Les pays les plus durement touchés par la crise sont ceux qui se caractérisent par une forte dépendance vis-à-vis des financements extérieurs, des exportations de produits de base, du tourisme et du commerce mondial, selon le journal de l’Afrique.
Bien que l’ampleur de cette crise varie d’un pays à l’autre, toutes les régions souffrent aujourd’hui de vulnérabilités qui sont accentuées par des chocs exogènes. En revanche, les difficultés d’accès aux soins de santé et la fermeture des commerces auront probablement des effets durables sur le développement du capital humain.

    L’Afrique face au coronavirus

Tandis que les pays africains s’emploient à endiguer la propagation du nouveau coronavirus, le Fonds Monétaire International s’est mobilisé avec une rapidité et une ampleur sans précédent pour les aider à renforcer leurs systèmes de santé et également à faire face à l’urgence sanitaire. Le FMI travaille aujourd’hui d’arrache-pied afin d’apporter son soutien à ses pays membres, en prévoyant ainsi de déployer une enveloppe d’une somme de 250 milliards de dollars de financement d’ici fin février 2022. Pour la première fois depuis 2015, l’aide financière du Fonds Monétaire International a dépassé les 250 milliards de dollars, avec une augmentation de 78 % des engagements du FMI par rapport à l’an dernier.
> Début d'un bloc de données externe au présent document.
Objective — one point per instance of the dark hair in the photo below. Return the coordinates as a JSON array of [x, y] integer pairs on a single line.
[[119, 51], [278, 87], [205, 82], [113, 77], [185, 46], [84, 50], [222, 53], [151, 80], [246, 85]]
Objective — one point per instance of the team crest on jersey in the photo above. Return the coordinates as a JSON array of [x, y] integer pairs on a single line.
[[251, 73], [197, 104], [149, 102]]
Cet appui financier vient cependant répondre aux chocs sociaux, économiques et sanitaires auxquels les pays du continent sont aujourd’hui confrontés et comprend, selon indice bonheur pays, environ 75 milliards de dollars fournis par l’Association Internationale de Développement sous forme de crédits et de dons à des conditions favorables.
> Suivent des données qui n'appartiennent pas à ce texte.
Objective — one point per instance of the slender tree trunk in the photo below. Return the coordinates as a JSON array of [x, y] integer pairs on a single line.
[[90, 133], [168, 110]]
Il est à noter que le Fonds Monétaire International aide également ses États membres à accéder à des fournitures médicales indispensables. En effet, il veut les aider à financer la distribution et l’achat de vaccins contre le nouveau coronavirus.
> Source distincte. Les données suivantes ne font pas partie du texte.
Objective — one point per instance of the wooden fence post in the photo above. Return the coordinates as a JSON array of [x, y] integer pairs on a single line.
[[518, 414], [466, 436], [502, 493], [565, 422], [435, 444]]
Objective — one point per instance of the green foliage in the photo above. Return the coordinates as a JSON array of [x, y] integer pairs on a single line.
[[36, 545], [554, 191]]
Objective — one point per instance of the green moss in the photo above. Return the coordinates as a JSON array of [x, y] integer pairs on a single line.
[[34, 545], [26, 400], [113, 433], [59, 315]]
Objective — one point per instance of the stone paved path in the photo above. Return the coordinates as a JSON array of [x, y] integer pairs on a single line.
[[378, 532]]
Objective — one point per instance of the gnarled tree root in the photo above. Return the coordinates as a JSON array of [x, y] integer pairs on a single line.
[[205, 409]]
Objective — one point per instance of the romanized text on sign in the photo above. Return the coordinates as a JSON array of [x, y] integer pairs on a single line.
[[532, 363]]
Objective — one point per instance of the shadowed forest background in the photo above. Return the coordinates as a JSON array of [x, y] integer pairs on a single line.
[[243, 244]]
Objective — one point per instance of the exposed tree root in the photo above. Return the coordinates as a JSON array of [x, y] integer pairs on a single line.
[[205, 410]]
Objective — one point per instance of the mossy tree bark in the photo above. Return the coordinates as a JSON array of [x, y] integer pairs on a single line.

L’action du FMI face à cette situation est toutefois structurée en trois temps : reprise résiliente, restructuration et secours. Cette dernière se concentre sur quatre principaux aspects : renforcer les investissements, les institutions et les politiques publiques ; favoriser la création d’emplois et une croissance durable des sociétés ; protéger les populations vulnérables et pauvres ; et finalement, sauver des vies.
Le groupe de la Banque mondiale a lancé, le mois dernier, un dispositif doté de 8 milliards de dollars en vue de permettre aux bailleurs de fonds privés et aux investisseurs de contribuer à la lutte contre le Covid-19. Ce mécanisme permettra néanmoins de répondre aux besoins de financement des gouvernements (à long terme) et de procurer des liquidités aux PME.